How a Hollywood makeup man affected everyone

He created a new hair color for actress Jean Harlow 
that was called, along with the movie, Platinum Blonde.

It used to be only commonly used by prostitutes, actresses and aristocrats. And then a Polish immigrant by the name of Max Factor created a product for the movies that he called "Pan-Cake Make-Up":
It was a startling success for a product so nondescript. Bland in color and subtle in effect, foundation is the most prosaic part of a made-up face, and the most prosaic part of making up. There is no glamour or allure in a bottle of beige liquid.
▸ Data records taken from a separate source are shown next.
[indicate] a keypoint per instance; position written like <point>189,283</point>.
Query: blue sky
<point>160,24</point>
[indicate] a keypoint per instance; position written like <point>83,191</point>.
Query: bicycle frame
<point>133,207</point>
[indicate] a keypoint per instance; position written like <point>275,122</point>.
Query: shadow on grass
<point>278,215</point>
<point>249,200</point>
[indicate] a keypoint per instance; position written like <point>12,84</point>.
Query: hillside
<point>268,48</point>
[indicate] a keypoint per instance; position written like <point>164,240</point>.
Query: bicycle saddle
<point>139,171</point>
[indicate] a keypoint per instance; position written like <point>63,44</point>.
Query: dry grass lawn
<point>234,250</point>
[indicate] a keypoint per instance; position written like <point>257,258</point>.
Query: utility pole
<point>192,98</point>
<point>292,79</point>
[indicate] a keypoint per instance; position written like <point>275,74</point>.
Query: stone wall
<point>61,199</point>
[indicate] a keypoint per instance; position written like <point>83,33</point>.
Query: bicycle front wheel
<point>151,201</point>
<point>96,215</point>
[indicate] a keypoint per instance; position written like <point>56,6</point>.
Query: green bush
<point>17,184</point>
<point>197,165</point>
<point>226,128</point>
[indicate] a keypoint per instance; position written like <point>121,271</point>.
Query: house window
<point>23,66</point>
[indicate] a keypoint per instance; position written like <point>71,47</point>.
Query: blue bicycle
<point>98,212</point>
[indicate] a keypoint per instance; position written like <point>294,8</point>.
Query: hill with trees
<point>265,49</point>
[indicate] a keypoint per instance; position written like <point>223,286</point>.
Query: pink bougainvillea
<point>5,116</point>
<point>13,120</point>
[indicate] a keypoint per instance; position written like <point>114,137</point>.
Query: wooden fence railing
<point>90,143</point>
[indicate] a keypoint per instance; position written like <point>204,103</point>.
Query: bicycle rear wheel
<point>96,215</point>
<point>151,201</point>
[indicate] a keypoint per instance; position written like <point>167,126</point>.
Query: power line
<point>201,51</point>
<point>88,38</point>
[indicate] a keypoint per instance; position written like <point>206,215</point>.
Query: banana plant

And yet, if the product itself is unassuming, the name Pan-Cake Make-Up signaled otherwise. Powder had been variously termed “enamel” or “maquillage,” while “paint” was used with the implication that makeup was immoral. “Cosmetic” was traditionally reserved for face creams and lotions, but was increasingly adopted in the early twentieth century to make face paint seem more socially acceptable. Guided by his sons’ advice, Factor rejected all of these options and instead chose make-up—a word that, like costume or prop, squarely belonged to theater and film. If not with its formula, with its name Pan-Cake Make-Up frankly declared its artifice, and in doing so, evoked the prescient words of Charles Baudelaire, written some seventy years earlier: “Maquillage has no need to hide itself or shrink from being suspected; on the contrary, let it display itself, at least if it does so with frankness and honesty.” With its playful ring, Pan-Cake Make-Up offered a bit of make-believe to everyday life. Indeed, the product signaled that the distinction between real life and the silver screen—between dressing up for the camera and simply dressing up—was swiftly eroding.
I also enjoyed learning why early movie chimpanzees wore camouflaged pants.